ANALYSIS-Brazil scandals corrode democracy, growth
Apr 23, 2009 13:22 EST
* Majority of Brazilians wants Congress closed
* Corrupt, inefficient Congress hamstrings economy
* Pressure mounts for sweeping political reform
By Raymond Colitt
BRASILIA (Reuters) - Political scandals are so common in Brazil that many Brazilians have grown not to expect much from lawmakers.
But the petty scams uncovered in Congress in recent weeks have been met with a public uproar, resurrecting calls for electoral reforms while also exposing latent political risks that hold back Latin America's largest economy.
Scores of legislators admitted to using taxpayer money to bankroll air fares for relatives, pay phantom employees and even household servants. One senator's daughter spent 14,000 reais ($6,306) using his official cell phone while on vacation.

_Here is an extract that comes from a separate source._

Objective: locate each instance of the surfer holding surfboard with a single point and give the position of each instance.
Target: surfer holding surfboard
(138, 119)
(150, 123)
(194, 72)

Some congressmen sold their quota of congressional postal services and airline tickets, one of which was unknowingly bought by the head of the supreme court.
The shenanigans are the latest in a long laundry list of shady behavior by public officials in Brazil and struck a chord with an electorate increasingly fed up with a Congress that appears detached from reality.
They also highlighted the challenges that Brazil faces to forge a more transparent political culture, a task that has eluded President Luiz Inacio Lula da Silva, whose government has been dogged by a series of corruption scandals.
"Brazilian society is stupefied by the discovery that its representatives in the National Congress have lost all sense of moral sensibility," the O Estado de S.Paulo newspaper said in a recent editorial.
Polls show less than 1 percent of Brazilians trust Congress and more than half favor closing either or both of its houses, posing a threat to the country's relatively young democracy.
"One of the pillar's of Brazil's democracy is cracked," said Gil Castello Branco, of the anti-corruption group Contas Abertas, or Open Accounts, in the capital Brasilia.
"This is worrying in a country with a long authoritarian past," he added, referring to Brazil's 1964-85 military rule.
POLITICAL RISK
Compared to some of its neighbors, where nationalization and social unrest are prevalent, Brazil looks like a beacon of stability. It won an investment-grade credit rating in 2008 and its economy has grown by around 5 percent annually in recent years.
But Brazil's corruption-plagued legislature is slow and inefficient. Its governing coalition is fragile. Much-needed reforms of costly pension benefits as well as unwieldy tax and labor laws have been stuck for years.
"This reform is not a technical but a political problem," Jorge Gerdau Johannpeter, chairman of Brazilian steelmaker Gerdau, said in reference to a stalled bill that would simplify taxes.
"Regarding labor rights, Brazil is out of touch with the global reality," Gerdau told the Senate last week, adding that Brazil's inefficiencies resurfaced during the global crisis.
In 2005, Lula was pushed to the brink of an impeachment process because his party admitted to illegally raising funds for its own campaigns and that of allied legislators. The opposition claims it was buying votes.
Lula, like his four predecessors since democracy was restored, failed to advance a sweeping political reform he pledged during his 2006 re-election campaign to tighten lax campaign financing rules, increase party discipline, and make elections more representative.
"Pushing Congress on these issues would carry a huge political cost," said political consultant Jose Luciano Dias. "So, he's hostage to that mess in Congress."
Under Brazil's complex electoral laws, voters have little direct representation in Congress, meaning legislators have no specific constituencies that hold them responsible.
A lack of clear campaign financing rules means that legislators frequently bend the rules to pay for campaigns.
"Shadow employees, expenses, perks -- much of that pays back campaigners that got congressmen elected," said Dias.
The latest round of corruption allegations was triggered by disputes between governing parties over lucrative leadership posts, underscoring how fragile Lula's 11-party coalition is.
Under public pressure to get tough on fraud, Congress said Wednesday that spouses, children and designated advisors would no longer be entitled to free airline tickets.
But even legislators say they must go much further to gain the public's confidence and repair Congress' reputation.
"We need to overhaul not only our air travel policy but the whole of politics in our country," said Senator Pedro Simon of the centrist PMDB party, the largest in Lula's coalition.
"Brazil cannot be the land of impunity, where only chicken thieves go to prison."